И у Б., и у Булгакова имелась несомненная тяга к сверхъестественному. Вспоминая в книге "На рубеже столетий" годы, проведенные в Поливановской гимназии, Б. ярко описывал, как он и его товарищи импровизировали: "Мы, постоянные импровизаторы, мифотворцы сюжетов, рисующих драматическую борьбу света и тьмы (начала с концом); миф - события, происходящие с нами и с нашими знакомыми; место действия: Арбат, Новодевичий монастырь, Поливановская гимназия; перелагая знакомых в свой миф, мы выращивали всякую фантастику в стиле Гофмана и Эдгара По; фантастику реализма; нужна нам не сказка; не тридесятое царство: нам нужен Арбат, Неопалимовский переулок; и для съемок местностей зорко оглядываем топографию переулков, чтобы в наших рассказах друг другу соблюсти иллюзию натуры… Перекидывали, точно мячик, сюжет, сочиняемый миф - настоящее сюжетное наводнение: становился трилогией, тетралогией он; тема ширилась до всемирной истории; центром же оставалась Москва; договорились до мирового переворота, в Москве начинаемого". Эти слова вполне могли быть сказаны и о "Мастере и Маргарите". Однако Б. закончил свои воспоминания 11 апреля 1929 г., а Булгаков только месяц спустя отнес главу будущего романа в издательство "Недра", так что автор "На рубеже столетий" никак не мог знать об этом замысле.

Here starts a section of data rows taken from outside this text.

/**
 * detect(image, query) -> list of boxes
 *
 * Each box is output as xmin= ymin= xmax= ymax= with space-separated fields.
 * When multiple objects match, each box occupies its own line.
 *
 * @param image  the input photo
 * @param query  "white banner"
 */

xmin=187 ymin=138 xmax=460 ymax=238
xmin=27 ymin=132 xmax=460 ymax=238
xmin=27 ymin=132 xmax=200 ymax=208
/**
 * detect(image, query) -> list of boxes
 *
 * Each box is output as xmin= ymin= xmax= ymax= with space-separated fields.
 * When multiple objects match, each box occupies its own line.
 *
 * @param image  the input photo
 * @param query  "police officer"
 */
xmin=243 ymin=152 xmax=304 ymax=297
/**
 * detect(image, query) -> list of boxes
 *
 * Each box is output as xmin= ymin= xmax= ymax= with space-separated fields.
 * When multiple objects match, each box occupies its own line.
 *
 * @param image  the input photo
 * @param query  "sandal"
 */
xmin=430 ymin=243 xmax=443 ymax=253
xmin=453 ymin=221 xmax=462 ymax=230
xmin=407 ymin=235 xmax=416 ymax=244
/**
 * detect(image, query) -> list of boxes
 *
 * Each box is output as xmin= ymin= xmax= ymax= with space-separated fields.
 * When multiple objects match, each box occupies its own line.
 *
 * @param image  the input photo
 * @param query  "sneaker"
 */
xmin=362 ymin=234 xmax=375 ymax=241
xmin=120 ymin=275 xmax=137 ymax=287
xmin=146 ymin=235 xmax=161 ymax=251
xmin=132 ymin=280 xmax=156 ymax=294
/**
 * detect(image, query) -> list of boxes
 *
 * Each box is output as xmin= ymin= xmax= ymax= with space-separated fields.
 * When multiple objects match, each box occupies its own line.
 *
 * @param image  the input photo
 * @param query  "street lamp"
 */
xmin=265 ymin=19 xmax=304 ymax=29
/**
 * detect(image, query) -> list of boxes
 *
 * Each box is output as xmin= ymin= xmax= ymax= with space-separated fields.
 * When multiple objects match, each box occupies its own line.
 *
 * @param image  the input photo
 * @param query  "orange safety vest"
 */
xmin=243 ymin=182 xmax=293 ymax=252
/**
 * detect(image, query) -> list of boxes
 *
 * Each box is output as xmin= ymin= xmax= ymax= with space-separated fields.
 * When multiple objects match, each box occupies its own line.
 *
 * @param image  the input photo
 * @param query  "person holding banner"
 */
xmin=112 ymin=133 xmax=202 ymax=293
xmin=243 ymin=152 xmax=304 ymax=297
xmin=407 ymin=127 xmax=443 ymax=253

Б. - мистик, хотя в советское время ему приходилось всячески открещиваться от такого определения сути своего мировоззрения и утверждать, намекая на полученное образование, что "типичные мистики не бывают смолоду перепичканы естествознанием". Укажем, что и арест второй жены Б. был связан с обвинениями ее в мистицизме. До октября 1917 г. Б. имел возможность более свободно высказываться на эту тему. В предисловии ко второй, "Драматической", симфонии он отмечал, что "здесь осмеиваются некоторые крайности мистицизма. Является вопрос, мотивировано ли сатирическое отношение к людям и событиям, существование которых для весьма многих сомнительно. Вместо ответа я могу посоветовать внимательнее приглядеться к окружающей действительности". Несомненно, для Б., помимо крайностей, существовала и некоторая "здоровая" основа мистицизма. Можно согласиться с мнением литературоведа Т.Н. Хмельницкой в предисловии к собранию стихотворений Б. в Большой серии "Библиотеки поэта" (1966): "Белый… который диалектически сам видел предмет своих заблуждений, никогда ни от чего не отходил. Для него и разоблаченные иллюзии продолжали жить… Для Белого одновременно предстает и уродливо-гротескный образ явления, и его "святая" суть. Мистики второй симфонии только доводят до абсурда идеи Вл. Соловьева, но сами идеи для Белого, в их высшем смысле, продолжают быть значительными и высокими". Надо признать справедливой и точку зрения религиозного философа П. А. Флоренского. В рецензии на "Северную" симфонию, появившейся в № 3 журнала "Новый путь" за 1904 г., он отмечал: "Для автора "Симфонии" Бог реален до осязательности: "На вечерней заре сам Господь Бог, весь окутанный туманом, бродил вдоль зарослей и качал синим касатиком". Он - здесь теперь. Наши усилия не есть что-то мнимое, вечно стремящееся, но никогда не достигающее цели, нечто оставляющее еще и еще возможность желания. Нет, еще усилие, напряжемся в последний раз - и мы в неизъяснимом трепете детской радости внезапно входим в окончательную и последнюю стадию, получаем свой идеальный облик… Поэму Белого законно назвать "поэмою мистического христианства".